Correspondence to Meredith Bond, PhD, Department of Molecular Cardiology/NB50, Lerner Research Institute, The Cleveland Clinic Foundation, 9500 Euclid Ave, Cleveland, OH 44195. E-mail bondm{at}ccf.org
Key Words: microarrays • statistical analysis • cDNA • cardiac remodeling
Over the last 10 to 20 years, the search for mechanisms responsible for cardiac remodeling during cardiac hypertrophy and failure has been hampered by the experimental tools available (primarily Western blot analysis and polymerase chain reaction). This is because these approaches only permit measurement of the expression levels of a few preselected genes at one time. However, there is increasing evidence that at the molecular level the changes that occur during development of heart failure represent a complex series of interrelated events.1 2 3 Thus, to identify the full scope and complexity of the subcellular changes that take place and thus make more rapid progress in identifying causes and cures of heart disease, we must depend on emerging high-throughput gene-profiling technologies. These newer approaches permit expression screening of very large numbers of genes simultaneously and then clustering of the results into functional gene families.4 5 As stated by Weinstein et al,6 "We will have to understand our favorite biological molecule in the context of many thousands of others ... a wide net must be cast to be sure that we have, in fact, found the important ones ..." (p. 627).
Both cDNA7 and oligonucleotide arrays8 permit an unbiased assessment (ie, no preselection required) of expression levels of thousands of full-length genes, cDNAs, or expressed sequence tags. In a relatively short period of time, high-density cDNA and oligonucleotide arrays have become almost household words in gene expression studies. Both off-the-shelf and customized arrays are increasingly finding their way into the tool chest of heart researchers. Just 1 year ago in Circulation Research, an article9 and accompanying editorial10 heralded the emergence of gene expression profiling using cDNA arrays as a powerful approach to perform broad-based gene expression studies in heart disease. Several reports have already appeared identifying changes in classes, or clusters, of genes whose expression changes during cardiac remodeling hypertrophy or failure.10 11 12 13 Collectively, these studies represent a major leap forward in our ability to sort out the different pathways in the heart or isolated cardiac myocytes, where changes in gene expression and, very likely, changes in protein expression have occurred.
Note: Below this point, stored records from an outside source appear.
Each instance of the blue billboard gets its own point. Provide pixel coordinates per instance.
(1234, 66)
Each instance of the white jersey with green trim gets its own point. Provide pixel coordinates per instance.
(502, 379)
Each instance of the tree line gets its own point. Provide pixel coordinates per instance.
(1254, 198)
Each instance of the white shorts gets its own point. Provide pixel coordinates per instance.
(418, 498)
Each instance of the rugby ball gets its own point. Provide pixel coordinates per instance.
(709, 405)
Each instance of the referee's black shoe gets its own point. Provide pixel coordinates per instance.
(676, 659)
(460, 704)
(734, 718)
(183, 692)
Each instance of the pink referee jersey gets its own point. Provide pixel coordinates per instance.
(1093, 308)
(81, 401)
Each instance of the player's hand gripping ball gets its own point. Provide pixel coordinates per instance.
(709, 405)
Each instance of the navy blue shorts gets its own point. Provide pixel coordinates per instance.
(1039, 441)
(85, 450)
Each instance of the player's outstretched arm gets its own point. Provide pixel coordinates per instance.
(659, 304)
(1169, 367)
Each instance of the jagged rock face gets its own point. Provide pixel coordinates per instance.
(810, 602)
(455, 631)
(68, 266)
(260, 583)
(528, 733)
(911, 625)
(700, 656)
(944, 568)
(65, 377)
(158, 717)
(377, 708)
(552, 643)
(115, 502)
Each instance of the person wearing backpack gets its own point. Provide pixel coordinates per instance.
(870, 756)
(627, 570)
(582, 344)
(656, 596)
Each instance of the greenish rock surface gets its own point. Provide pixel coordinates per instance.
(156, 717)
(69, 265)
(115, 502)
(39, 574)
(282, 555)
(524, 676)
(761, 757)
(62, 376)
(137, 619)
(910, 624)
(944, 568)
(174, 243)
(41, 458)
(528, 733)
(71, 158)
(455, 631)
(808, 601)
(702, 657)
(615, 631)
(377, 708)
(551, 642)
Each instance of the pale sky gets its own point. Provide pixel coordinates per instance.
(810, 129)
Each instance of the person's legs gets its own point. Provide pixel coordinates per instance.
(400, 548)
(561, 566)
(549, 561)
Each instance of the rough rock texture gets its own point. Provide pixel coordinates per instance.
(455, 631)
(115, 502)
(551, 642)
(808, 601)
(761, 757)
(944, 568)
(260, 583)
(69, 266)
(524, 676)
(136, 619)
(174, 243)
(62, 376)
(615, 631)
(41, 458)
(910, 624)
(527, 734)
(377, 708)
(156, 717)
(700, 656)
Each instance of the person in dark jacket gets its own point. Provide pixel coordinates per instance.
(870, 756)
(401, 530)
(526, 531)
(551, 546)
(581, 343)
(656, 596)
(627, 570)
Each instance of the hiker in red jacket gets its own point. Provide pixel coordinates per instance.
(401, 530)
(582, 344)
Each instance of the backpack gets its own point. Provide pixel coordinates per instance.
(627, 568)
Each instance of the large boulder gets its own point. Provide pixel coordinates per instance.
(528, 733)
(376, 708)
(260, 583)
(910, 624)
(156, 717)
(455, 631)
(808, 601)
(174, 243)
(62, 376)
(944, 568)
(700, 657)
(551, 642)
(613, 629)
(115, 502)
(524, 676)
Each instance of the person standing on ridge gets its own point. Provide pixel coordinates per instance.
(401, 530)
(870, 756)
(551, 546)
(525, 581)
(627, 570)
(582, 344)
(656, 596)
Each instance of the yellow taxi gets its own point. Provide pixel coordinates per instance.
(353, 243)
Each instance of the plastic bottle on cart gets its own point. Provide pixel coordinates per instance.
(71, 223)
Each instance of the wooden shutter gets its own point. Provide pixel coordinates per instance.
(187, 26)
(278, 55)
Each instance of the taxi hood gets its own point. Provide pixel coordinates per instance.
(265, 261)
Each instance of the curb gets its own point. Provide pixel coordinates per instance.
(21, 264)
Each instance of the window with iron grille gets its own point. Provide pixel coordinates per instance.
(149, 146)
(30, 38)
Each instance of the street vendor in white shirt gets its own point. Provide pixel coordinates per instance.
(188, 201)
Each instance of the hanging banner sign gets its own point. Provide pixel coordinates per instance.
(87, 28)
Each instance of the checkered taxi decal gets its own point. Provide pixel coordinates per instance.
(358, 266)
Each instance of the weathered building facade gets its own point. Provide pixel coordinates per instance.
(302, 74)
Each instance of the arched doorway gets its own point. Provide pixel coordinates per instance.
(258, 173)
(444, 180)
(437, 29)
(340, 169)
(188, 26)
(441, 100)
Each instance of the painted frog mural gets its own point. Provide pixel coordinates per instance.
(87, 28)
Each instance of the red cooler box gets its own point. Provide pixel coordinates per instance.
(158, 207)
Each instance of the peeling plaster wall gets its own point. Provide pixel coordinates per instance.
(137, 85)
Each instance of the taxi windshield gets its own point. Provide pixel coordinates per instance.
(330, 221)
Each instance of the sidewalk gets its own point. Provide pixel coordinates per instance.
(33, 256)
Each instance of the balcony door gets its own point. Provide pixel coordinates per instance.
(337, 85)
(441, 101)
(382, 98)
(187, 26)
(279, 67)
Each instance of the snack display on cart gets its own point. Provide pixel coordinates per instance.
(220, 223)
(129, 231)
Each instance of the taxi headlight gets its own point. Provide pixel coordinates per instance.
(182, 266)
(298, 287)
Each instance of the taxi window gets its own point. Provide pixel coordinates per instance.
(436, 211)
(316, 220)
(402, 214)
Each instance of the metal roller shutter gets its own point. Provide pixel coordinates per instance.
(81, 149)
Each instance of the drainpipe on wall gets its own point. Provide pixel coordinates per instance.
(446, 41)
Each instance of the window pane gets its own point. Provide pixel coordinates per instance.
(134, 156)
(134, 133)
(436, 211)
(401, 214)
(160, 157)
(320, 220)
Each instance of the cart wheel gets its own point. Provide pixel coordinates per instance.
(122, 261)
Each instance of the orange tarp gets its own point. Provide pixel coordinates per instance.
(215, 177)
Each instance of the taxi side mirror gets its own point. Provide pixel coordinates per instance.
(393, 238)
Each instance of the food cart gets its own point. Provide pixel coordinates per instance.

With the draft sequence of the human genome now complete,
the good news is that the number of genes or gene fragments whose
expression can be assessed in a single pass by high-throughput
analysis will steadily increase, and analysis and
display programs that can handle and display the enormous amount of
data should become more readily
available.7 As the choices of
microarrays increase and (hopefully) become cheaper, more and more
investigators will be accessing this technology. However, the study by
Liu et al14 in this issue of
Circulation Research reminds us
that in our rush to embrace these new technologies, we need to take
pause and consider several important issues pertinent to data
analysis and interpretation
(Figure
).
Stage 1 of this gene exploration is relatively straightforward. It
depends on the size of an investigator’s supply budget for purchase of
cDNA arrays or GeneChip® and, secondly, on his or her
technical skill to consistently produce high-quality labeled
RNA or cDNA. Stage 2, data analysis, is more
problematic. There are several issues to consider. First is
simply the size of the data sets; gigabytes of computer storage and
very fast computers are now routinely required for storage and
manipulation of gene expression data. In theory, this problem can be
overcome by use of faster computers, large disk storage arrays, fast
network interconnects, and modern data backup and archiving systems
(albeit at great expense). The second issue is a thornier one, and this
is addressed by Liu et al.14
How can we determine which changes in gene expression are statistically
significant? How do we set the sensitivity and specificity of the
analysis, and, in view of the very large number of genes
analyzed, how do we avoid false positives?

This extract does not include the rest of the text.